Dust aerosols consist on a variety of minerals with different physic and chemical properties. As such, they interact with short and long wave radiation, potentially form clouds, act as nutrients modulating biogeochemical cycles, or influence atmospheric chemistry, differently. Most current state-of-the-art Earth System Models (ESMs) neglect the complexity in dust composition, mainly due to computational constraints, but also to the existing uncertainties in the size resolved composition of parent soils, the resulting distribution of minerals in airborne dust, and the scarcity of observations to constrain them.

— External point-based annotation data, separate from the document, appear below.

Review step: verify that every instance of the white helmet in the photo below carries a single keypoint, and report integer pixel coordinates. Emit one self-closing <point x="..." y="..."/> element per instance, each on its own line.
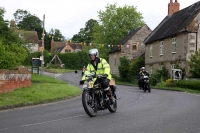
<point x="93" y="52"/>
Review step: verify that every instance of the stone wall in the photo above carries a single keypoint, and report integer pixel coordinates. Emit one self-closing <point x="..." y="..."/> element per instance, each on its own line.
<point x="14" y="79"/>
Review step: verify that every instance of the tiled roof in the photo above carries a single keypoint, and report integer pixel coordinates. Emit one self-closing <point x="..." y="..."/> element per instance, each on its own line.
<point x="175" y="23"/>
<point x="29" y="36"/>
<point x="124" y="40"/>
<point x="75" y="46"/>
<point x="59" y="49"/>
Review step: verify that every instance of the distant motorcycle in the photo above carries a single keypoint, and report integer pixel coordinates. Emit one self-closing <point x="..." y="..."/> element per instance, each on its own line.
<point x="145" y="82"/>
<point x="82" y="72"/>
<point x="94" y="98"/>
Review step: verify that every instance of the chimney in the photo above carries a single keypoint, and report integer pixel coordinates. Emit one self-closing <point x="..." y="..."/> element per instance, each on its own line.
<point x="173" y="7"/>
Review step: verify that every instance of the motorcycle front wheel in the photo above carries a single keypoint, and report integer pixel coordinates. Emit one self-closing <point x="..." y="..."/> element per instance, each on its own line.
<point x="89" y="104"/>
<point x="113" y="107"/>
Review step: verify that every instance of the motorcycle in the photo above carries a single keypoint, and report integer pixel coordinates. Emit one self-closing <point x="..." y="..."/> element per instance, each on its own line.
<point x="146" y="85"/>
<point x="94" y="98"/>
<point x="82" y="72"/>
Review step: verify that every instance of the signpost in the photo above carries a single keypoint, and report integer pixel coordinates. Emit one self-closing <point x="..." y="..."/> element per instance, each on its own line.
<point x="42" y="58"/>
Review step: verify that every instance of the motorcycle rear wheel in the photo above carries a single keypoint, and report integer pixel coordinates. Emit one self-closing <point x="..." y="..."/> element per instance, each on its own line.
<point x="89" y="104"/>
<point x="113" y="107"/>
<point x="149" y="88"/>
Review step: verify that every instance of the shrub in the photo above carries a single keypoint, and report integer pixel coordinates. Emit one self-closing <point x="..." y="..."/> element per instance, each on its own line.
<point x="190" y="84"/>
<point x="169" y="83"/>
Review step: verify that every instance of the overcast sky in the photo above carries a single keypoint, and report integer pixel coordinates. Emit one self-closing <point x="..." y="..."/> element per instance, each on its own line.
<point x="69" y="16"/>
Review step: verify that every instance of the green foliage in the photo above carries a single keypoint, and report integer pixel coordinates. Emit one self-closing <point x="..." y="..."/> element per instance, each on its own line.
<point x="134" y="69"/>
<point x="190" y="84"/>
<point x="74" y="60"/>
<point x="124" y="68"/>
<point x="195" y="64"/>
<point x="79" y="59"/>
<point x="85" y="34"/>
<point x="11" y="55"/>
<point x="169" y="83"/>
<point x="115" y="23"/>
<point x="26" y="21"/>
<point x="159" y="75"/>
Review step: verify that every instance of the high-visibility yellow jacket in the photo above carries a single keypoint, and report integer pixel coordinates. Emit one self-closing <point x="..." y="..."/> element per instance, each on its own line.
<point x="102" y="67"/>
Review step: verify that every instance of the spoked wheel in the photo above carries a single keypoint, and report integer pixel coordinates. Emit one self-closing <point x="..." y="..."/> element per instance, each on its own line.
<point x="145" y="88"/>
<point x="113" y="107"/>
<point x="89" y="104"/>
<point x="149" y="89"/>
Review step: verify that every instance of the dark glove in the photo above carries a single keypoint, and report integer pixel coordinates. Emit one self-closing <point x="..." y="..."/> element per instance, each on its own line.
<point x="81" y="82"/>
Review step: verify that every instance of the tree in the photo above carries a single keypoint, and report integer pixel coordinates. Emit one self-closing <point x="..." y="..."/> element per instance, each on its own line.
<point x="57" y="34"/>
<point x="86" y="34"/>
<point x="12" y="52"/>
<point x="195" y="64"/>
<point x="20" y="14"/>
<point x="26" y="21"/>
<point x="115" y="23"/>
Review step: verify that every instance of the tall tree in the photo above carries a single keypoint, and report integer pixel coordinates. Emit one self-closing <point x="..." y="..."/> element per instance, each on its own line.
<point x="26" y="21"/>
<point x="12" y="52"/>
<point x="116" y="22"/>
<point x="86" y="34"/>
<point x="57" y="34"/>
<point x="20" y="14"/>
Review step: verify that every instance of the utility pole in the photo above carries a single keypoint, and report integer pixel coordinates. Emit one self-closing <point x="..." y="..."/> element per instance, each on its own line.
<point x="43" y="35"/>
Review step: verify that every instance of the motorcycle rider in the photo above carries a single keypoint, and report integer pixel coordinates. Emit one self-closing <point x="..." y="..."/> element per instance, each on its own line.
<point x="138" y="76"/>
<point x="83" y="70"/>
<point x="101" y="67"/>
<point x="141" y="74"/>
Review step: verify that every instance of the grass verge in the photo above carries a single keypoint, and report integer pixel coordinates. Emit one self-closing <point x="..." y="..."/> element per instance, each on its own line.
<point x="43" y="90"/>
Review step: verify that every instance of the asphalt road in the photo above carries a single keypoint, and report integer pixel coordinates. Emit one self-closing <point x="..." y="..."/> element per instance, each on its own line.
<point x="138" y="112"/>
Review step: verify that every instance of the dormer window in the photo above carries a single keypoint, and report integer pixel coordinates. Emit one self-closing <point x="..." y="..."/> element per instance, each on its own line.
<point x="161" y="48"/>
<point x="151" y="50"/>
<point x="173" y="45"/>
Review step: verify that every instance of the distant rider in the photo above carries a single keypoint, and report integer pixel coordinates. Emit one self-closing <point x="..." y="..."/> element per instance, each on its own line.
<point x="101" y="67"/>
<point x="142" y="74"/>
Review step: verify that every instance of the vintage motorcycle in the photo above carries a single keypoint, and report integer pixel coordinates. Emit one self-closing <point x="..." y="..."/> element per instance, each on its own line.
<point x="146" y="85"/>
<point x="94" y="98"/>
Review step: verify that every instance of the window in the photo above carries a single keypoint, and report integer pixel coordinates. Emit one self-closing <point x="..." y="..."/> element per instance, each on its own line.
<point x="151" y="50"/>
<point x="134" y="47"/>
<point x="173" y="45"/>
<point x="161" y="66"/>
<point x="151" y="70"/>
<point x="161" y="48"/>
<point x="172" y="68"/>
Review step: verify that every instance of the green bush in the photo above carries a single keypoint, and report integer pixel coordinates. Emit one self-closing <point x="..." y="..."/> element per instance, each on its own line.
<point x="159" y="76"/>
<point x="190" y="84"/>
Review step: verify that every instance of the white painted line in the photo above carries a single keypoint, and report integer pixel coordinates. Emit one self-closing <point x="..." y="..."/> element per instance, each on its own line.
<point x="192" y="94"/>
<point x="39" y="123"/>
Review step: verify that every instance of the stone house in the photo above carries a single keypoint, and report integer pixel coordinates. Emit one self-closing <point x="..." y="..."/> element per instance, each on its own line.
<point x="174" y="40"/>
<point x="132" y="47"/>
<point x="63" y="47"/>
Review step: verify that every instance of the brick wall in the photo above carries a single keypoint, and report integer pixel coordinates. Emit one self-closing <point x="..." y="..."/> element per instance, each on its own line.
<point x="14" y="79"/>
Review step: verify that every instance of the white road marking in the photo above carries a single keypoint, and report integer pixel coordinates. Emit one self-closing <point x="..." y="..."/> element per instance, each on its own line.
<point x="39" y="123"/>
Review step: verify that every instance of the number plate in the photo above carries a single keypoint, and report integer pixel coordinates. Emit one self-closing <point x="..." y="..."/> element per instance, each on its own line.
<point x="90" y="84"/>
<point x="84" y="86"/>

Within this work, we assess the variability of global dust composition due to uncertainties in the characterization of the parent soil mineralogy. To that end, we consider two available global soil mineralogy atlases, developed by Claquin et al. (1999) –C1999- and Journet et al. (2014) –J2014-, which represent respectively 8 and 12 relevant minerals for climate (namely: illite, smectite/montmorillonite, kaolinite, calcite, gypsum, hematite, quartz, and feldspars in C1999, and those plus chlorite, vermiculite, goethite, and mica in J2014). Thanks to a recently developed feature of the MONARCH atmospheric-chemistry model, we are able to explicitly resolve the minerals’ atmospheric cycle. Therefore, we define two global experiments to assess changes on airborne dust composition attributed to the soil mineralogy assumptions and provide a measure of their variability. We also perform a preliminary evaluation of the global mineralogy results against available observations of mineral fractions in surface dust concentration.

Our results will inform the climate modelling community about the potential variability in dust composition, an aspect that will gain relevance as ESMs continue growing in complexity and new processes to better characterize aerosols’ forcing or biogeochemical cycles are added. Further observational constraints, such as those that will derive from the EMIT NASA mission on soil composition or the FRAGMENT experimental campaigns on airborne dust characterization, will be key in the near future to improve our understanding of the impact of dust mineralogy on fundamental climate features.